Judging starts - obedience & pedigree 12noon, Novelty 2pm​
pedigree classes - Judge, Roxanne macDonald (Roanjora) - puppy, junior, gundog, hound +terrier, working, pastoral, toy + utility, open, veteran, toller breed class.

Novelty classes - best crossbreed, best rescue, best condition, waggiest tail, companion dog club, most appealing eyes, special veteran (10yrs +), brace, most handsome dog, prettiest bitch, judges favourite. 
Junior handling, 
Adult handling.(1st, 2nd & 3rd qualify for the Coventry LKS adult handling finals)

There will also be a baby puppy class (under 6 mths) to be judged at 1.30pm.

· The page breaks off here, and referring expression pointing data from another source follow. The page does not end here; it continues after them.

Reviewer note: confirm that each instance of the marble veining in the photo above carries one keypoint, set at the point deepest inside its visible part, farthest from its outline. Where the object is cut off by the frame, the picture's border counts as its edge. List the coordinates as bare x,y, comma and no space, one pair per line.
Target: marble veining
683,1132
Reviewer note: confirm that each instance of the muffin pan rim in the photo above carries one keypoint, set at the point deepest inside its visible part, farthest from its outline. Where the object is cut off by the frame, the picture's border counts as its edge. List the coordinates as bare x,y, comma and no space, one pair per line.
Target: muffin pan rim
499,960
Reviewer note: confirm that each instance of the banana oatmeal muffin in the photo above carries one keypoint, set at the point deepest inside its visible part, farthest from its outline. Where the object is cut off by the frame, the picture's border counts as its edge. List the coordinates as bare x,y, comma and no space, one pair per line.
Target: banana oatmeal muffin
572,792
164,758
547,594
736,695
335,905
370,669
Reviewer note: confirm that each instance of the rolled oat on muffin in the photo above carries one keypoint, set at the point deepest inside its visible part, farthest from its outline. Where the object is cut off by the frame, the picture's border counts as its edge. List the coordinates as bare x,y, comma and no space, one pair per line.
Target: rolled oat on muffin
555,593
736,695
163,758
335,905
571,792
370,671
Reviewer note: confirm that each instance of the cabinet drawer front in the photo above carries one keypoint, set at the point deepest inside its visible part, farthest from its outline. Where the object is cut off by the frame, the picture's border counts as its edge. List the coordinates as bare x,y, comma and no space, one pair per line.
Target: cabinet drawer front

Entry fee per dog - first entry £1.50, other entries £1.00

Obedience classes​
Starters - Heel on lead, recall on lead, 1 min stay (sit or down)
Improvers - heel on lead, heel free, recall, 1 min sit & 2 min down stay
Expert - Heel free, test 'A' recall, retrieve, 2 min sit & 3 min down stay

Rosettes 1st - 6th in every class

Prizes for all first place winners

Proceeds to The Brent (6th dartford) Scout Group

and

Prodogs Direct​


----------



## Tollisty (May 27, 2008)

Just a reminder


----------



## Tollisty (May 27, 2008)

Don't forget about this


----------



## Tollisty (May 27, 2008)

We had a good day with only one heavy shower that lasted a couple of mins.
203 dogs were entered and we raised over £700. The biggest class of the day was judges favourite with an entry of 58 

Thankyou to everyone that ignored the weather forecast and came to the show


----------